Deutsche Bundesbahn continued to operate push-pull trains particularly in the 1960s and 1970s for Regional services to Hamburg, which were hauled by class 220 locomotives. Local transport to Lübeck was operated for a long time with class 211 diesel locomotives with three-axle converted vans with express control cars of yl class.

The section between Lübeck-Travemünde Hafen and Niendorf stations was operated with Uerdingen railbuses from the 1950s to the closing and abandonment of the line.

Passenger services were converted from diesel-haulage to electrical operation on 13–14 December 2008. Previously on summer weekends, trains were operated as push-pull trains with up to seven double-deck carriage hauled by class 218 diesel locomotives.
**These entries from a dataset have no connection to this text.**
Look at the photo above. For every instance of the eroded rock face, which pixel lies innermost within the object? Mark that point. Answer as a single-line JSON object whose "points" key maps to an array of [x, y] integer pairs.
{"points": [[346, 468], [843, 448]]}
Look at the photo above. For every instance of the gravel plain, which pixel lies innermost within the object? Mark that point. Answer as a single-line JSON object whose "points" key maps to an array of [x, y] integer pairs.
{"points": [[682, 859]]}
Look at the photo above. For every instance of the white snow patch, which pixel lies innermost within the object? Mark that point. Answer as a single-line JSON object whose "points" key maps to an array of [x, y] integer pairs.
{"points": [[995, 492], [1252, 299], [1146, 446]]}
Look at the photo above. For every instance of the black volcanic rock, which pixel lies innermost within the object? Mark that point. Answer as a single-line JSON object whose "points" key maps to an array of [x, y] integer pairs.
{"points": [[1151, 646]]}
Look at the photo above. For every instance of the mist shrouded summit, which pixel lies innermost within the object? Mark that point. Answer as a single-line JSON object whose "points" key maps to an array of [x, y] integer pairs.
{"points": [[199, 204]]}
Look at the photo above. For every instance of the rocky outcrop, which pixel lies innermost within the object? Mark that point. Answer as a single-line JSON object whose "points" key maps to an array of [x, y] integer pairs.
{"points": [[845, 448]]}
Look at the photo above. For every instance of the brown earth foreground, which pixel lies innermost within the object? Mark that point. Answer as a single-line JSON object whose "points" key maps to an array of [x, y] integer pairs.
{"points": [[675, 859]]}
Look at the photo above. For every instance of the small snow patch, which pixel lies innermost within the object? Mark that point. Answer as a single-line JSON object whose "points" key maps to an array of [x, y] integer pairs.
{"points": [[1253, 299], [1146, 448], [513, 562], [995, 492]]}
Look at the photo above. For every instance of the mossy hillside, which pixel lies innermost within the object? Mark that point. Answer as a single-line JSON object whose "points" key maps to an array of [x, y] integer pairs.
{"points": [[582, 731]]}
In periods of low demand, especially in the winter, services were operated with diesel railcar of class 628. Following the electrification of the line, the diesel locomotives were replaced with class 112 locomotives.

The freight is hauled with class 232 diesel locomotives.

The line is currently (as of 2016) served every hour on weekdays with Regionalbahn services on line RB 86, running between Lübeck Hauptbahnhof and Lübeck-Travemünde Strand and operated by Regionalbahn Schleswig-Holstein (a DB Regio brand) with Alstom Coradia LINT 41 (class 648) sets. In the summer season, on weekends, public holidays and during Travemünde Week, loco-hauled Regional-Express services also run as line RE 8 from Hamburg Hauptbahnhof via Lübeck Hauptbahnhof to Lübeck-Travemünde Strand.